По нашему настоянию и с некоторым, заметным мне недовольством он показывает нам и оборотную сторону Соуэто, трущобный район, известный под названием «Деревня Манделы». Вдалеке, над жестяными кровлями и не оборудованными стоками улицами, поднимаются прямые контуры отвалов золотодобывающих рудников.
В Соуэто каждые пять минут рождается по младенцу, просвещает нас Джимми. Пятидесяти процентам населения меньше шестнадцати лет. И многие тысячи этих детей обитают в подобных условиях, во временных самодельных хибарах, которые можно соорудить за день из любых оказавшихся под рукой материалов. Здесь часты пожары, а мер санитарии, за исключением нескольких предоставленных советом пластмассовых туалетов, просто не существует. Лачуги обыкновенно состоят из одной комнаты, предметом местной роскоши может служить дряхлая переносная газовая плитка или старое автомобильное сиденье. Очень часто стены хибар изнутри оклеены страницами торговых каталогов или модных журналов.

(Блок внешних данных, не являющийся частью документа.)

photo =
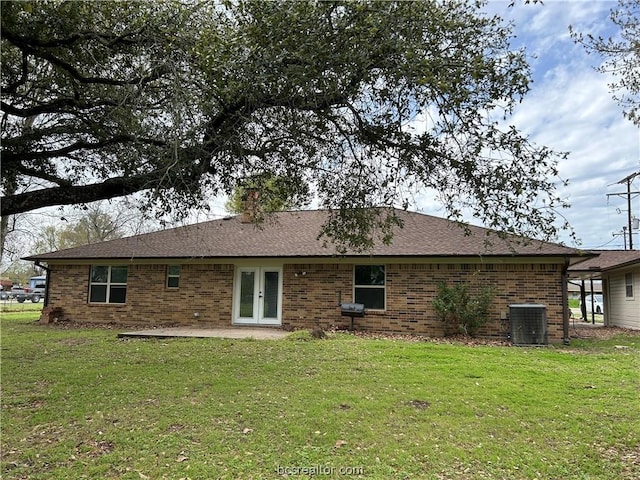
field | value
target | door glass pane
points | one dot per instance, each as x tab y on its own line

Трехкомнатные квартиры, телевизоры, души, холодильники и прочие предметы, которых не могут позволить себе обитатели этих жилищ, служат тем фоном, на котором разворачивается их жизнь.
Да, понедельник — день тяжелый. Постоянно видны скорбные персонажи, бредущие по пыльным дорожкам между хижин. Однако детишки смотрят на нас круглыми, полными любопытства глазами, готовы в любой момент рассмеяться или улыбнуться.
Теперь я направляюсь в район Орландо, чтобы повидать семейство Гвангва. Изгнанные из Южной Африки за принадлежность к АН К, Джонас, музыкант, в качестве композитора принимавший участие в создании музыки для фильма «Крик свободы», его жена Вайолет и двое их детей искали убежище во многих городах. Я никогда не надеялся встретиться с ними в их собственном доме, и встреча приносит мне огромную радость. Вайолет приветствует меня дружеским объятием, от которого вот-вот треснет другое ребро, а на дворе их дома выложено сухим коровьим навозом традиционное африканское приветствие: «Добро пожаловать, Майкл, в семейство Гвангва!»
Вайолет извиняется за отсутствие Джонаса.
— Он сегодня встречается с Нельсоном Манделой.
Уважительная причина.
Отобедать мы отправляемся в гиибин. Так первоначально именовали кабачок, в котором из-под полы продавали алкогольные напитки. Но теперь это достаточно пристойная передняя комната на соседней улице. За банкой лагера «Касл» Вайолет рассказывает мне о своей жизни.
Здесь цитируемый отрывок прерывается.